Slow Planning (Part 2)
Planning is one of the commonest management tasks. Yet conventional approaches typically fail to match expectations and encourage dangerous inflexibility. Slow Planning offers an attractive alternative. This is Part 2 of a two-part explanation.
I’ll begin with a reminder of the steps involved in Slow Planning:
Setting A Course
Once the conventional, planner has set a course, she sets up measurements to chart progress and trigger remedial actions. The typical metaphor is the pilot of a ship, checking position and making course corrections to cope with currents, tides and weather. Sadly, the future isn’t much like the ocean. Ocean currents are stable. There are charts to follow, GPS and radar. And if the weather is unpredictable, there are still forecasters to give you some warning. The future is a mass of possibilities, uncertainties and changing probabilities. Imagine the ocean currents constantly shifting unpredictably. What if the seabed rose or fell without warning and shoals moved? What if reefs had only estimated positions; or the port you are aiming for might have moved somewhere else when you reach its last known position? Imagine navigating without reliable charts, since those you have only reflect conditions as they were some time in the past. That’s closer to the reality of planning based on forecasting the future.
The Probable Future
Probabilities confuse people. Take a look at any group of gamblers. The laws of probability are well-known and will always settle the outcome of their bets; yet gamblers persist in believing they can beat the odds, however many times they lose. People want certainties. They want their lives to be predictable and stable; they want to believe in a future they can trust. Executives are no different. Like everyone else, they’re more likely to ignore uncomfortable realities than grapple with them.
Events always seem so predictable in hindsight, when all the probabilities have been collapsed into a single, known outcome. Yet the people involved at the time nearly always failed to see what’s coming.
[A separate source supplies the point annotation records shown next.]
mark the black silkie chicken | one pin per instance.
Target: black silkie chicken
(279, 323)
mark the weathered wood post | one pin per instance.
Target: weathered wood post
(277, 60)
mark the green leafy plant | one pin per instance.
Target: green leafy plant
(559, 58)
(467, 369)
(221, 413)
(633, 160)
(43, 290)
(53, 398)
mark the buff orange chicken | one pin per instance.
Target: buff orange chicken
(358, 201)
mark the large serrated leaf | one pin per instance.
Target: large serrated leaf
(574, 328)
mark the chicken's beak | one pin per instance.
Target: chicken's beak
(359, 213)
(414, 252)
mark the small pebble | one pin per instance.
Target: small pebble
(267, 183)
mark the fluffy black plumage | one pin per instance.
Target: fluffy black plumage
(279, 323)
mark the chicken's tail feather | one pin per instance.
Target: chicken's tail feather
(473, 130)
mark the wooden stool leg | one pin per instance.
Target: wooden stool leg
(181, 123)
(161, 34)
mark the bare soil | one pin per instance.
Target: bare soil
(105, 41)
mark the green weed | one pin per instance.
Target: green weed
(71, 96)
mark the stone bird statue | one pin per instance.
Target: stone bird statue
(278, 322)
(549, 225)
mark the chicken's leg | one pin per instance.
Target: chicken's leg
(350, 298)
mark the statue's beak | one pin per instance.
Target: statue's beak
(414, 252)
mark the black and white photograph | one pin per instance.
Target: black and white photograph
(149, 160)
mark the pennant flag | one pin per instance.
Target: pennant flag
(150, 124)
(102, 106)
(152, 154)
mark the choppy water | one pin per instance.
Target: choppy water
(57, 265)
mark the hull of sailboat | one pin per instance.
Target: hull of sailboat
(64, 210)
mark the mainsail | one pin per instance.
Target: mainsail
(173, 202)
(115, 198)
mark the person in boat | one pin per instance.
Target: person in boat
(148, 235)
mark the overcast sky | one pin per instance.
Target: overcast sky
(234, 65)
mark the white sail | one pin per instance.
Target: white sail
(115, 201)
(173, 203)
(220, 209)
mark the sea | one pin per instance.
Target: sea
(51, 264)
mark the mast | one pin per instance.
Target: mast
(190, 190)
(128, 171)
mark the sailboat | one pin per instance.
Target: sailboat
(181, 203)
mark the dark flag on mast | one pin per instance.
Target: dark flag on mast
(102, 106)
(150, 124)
Why" Because, until it happened, their future was a mass of probabilities, uncertainties and contingencies of varying likelihood. Life is always contingent. We just don’t know what it’s contingent on, most of the time.
Slow Planning tries to deal only with realities, however unwelcome or unexpected. It doesn’t assume events will turn out as planned. It doesn't direct attention solely towards the expected or wanted result. The Slow Planner works carefully to open her mind to wider and wider possibilities, exploring differing potential outcomes and seeking out emerging trends. This takes time and effort, but not nearly as much as trying desperately to force one’s will on events spinning further out of control. Planning for how you want the future to be, then trying to make it fit your plan, is far riskier and harder than watching carefully to see how the future is turning out, then responding as best you can. For the conventional planner, future actions must conform to a plan laid down well in the past and based on the information available then. Changes must be limited to what the predetermined measurements allow, or the plan becomes unworkable. The only alternative is to abandon the plan and start again.
Defying Reality
Managers often have much of their personal credibility invested in the plan, so it’s not surprising work often continues in defiance of reality, only to be finally abandoned when the inconsistencies become too great to paper over. You need only spend a short time inside most large organizations—and many smaller ones as well—to see how often projects are abandoned only after lengthy, wasteful and pigheaded efforts to deny a reality anyone unbiased could see long before.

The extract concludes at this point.